James Aaron Miller is led into the Sebastian County Courthouse by bailiffs Donnie Sweeten, left and Victoria Hardy in April 2008. Miller was convicted in the December 2006 deaths of his girlfriend and her two children and sentenced to death. (Times Record file photo)
By John Lyon
Arkansas News Bureau
LITTLE ROCK — An attorney for a man sentenced to die for killing his girlfriend and her two children in Fort Smith argued today that the victims’ decomposing bodies were discovered during an illegal search.
The state Supreme Court heard oral arguments in an appeal by James Aaron Miller, who has been convicted of three counts of capital murder and sentenced to death for killing Bridgette Barr, 26, and her daughter and son, Sydney Barr, 5, and Garrett Barr, 2. The justices did not immediately issue a ruling.
Fort Smith police discovered the victims’ bodies in the apartment Miller and his girlfriend shared on Dec. 26, 2006, after Miller’s father called from Colorado to report he was afraid his son might harm himself. Miller had been living in the apartment with the bodies for several days, authorities said.
Jim Wyatt, an attorney representing Miller in his appeal, told the justices today that police and emergency medical personnel who went to Miller’s apartment determined Miller was physically OK but decided he should go to a hospital.
Miller asked the officers to lock his apartment, but the officers entered the apartment without a warrant and found the bodies, Wyatt said.
“If they believed there was something going on, they could have gone and gotten a warrant,” he said.
Assistant Attorney General Brad Newman argued that the officers had a reasonable suspicion to support entering the apartment because they saw blood on the door, noticed a bad smell and saw a photo of a woman and children, leading them to suspect other people could be in the apartment and could be in danger.
Newman added that if the officers had not entered the apartment, the bodies would have been discovered eventually anyway.
Wyatt also argued that the victims’ family members should not have been allowed to tell jurors that Miller deserved the death penalty.
Newman said the state agreed that the testimony should not have been allowed, but it did not affect the outcome of the trial.
“Our position is that the error was harmless,” he said.
Wyatt also argued that some potential jurors were improperly removed from the jury pool because they wrote on a questionnaire that they did not believe in the death penalty. The defense should have had an opportunity to ask those people if they would follow the law despite their beliefs, he said.
In answer to justices’ questions, Wyatt acknowledged that Miller’s trial lawyers did not object to the jury that was seated, though they did object to the questionnaire.
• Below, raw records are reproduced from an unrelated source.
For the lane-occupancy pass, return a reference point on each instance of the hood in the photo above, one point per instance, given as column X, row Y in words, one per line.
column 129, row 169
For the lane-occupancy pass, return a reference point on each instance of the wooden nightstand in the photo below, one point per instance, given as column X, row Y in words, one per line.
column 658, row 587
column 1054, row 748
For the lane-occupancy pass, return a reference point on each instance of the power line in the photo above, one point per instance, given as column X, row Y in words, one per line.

Medical examiners determined that Bridgette Barr and her daughter died Dec. 22 or 23. Bridgette Barr was strangled and her daughter was stabbed in the neck and suffocated.
The boy’s time of death was unknown because his body had been placed in a hot kitchen oven after his death from suffocation. His body was found in a bathtub.
The children lived with their father in Muldrow, Okla., but were with their mother for a Christmas holiday visit, authorities said at the time.
Miller’s trial lawyers were unsuccessful in seeking to have him declared mentally retarded before the trial, but they were allowed to present evidence of retardation during the sentencing phase of the trial. If jurors had agreed that Miller was retarded, they would have had to recommend a sentence of life without parole.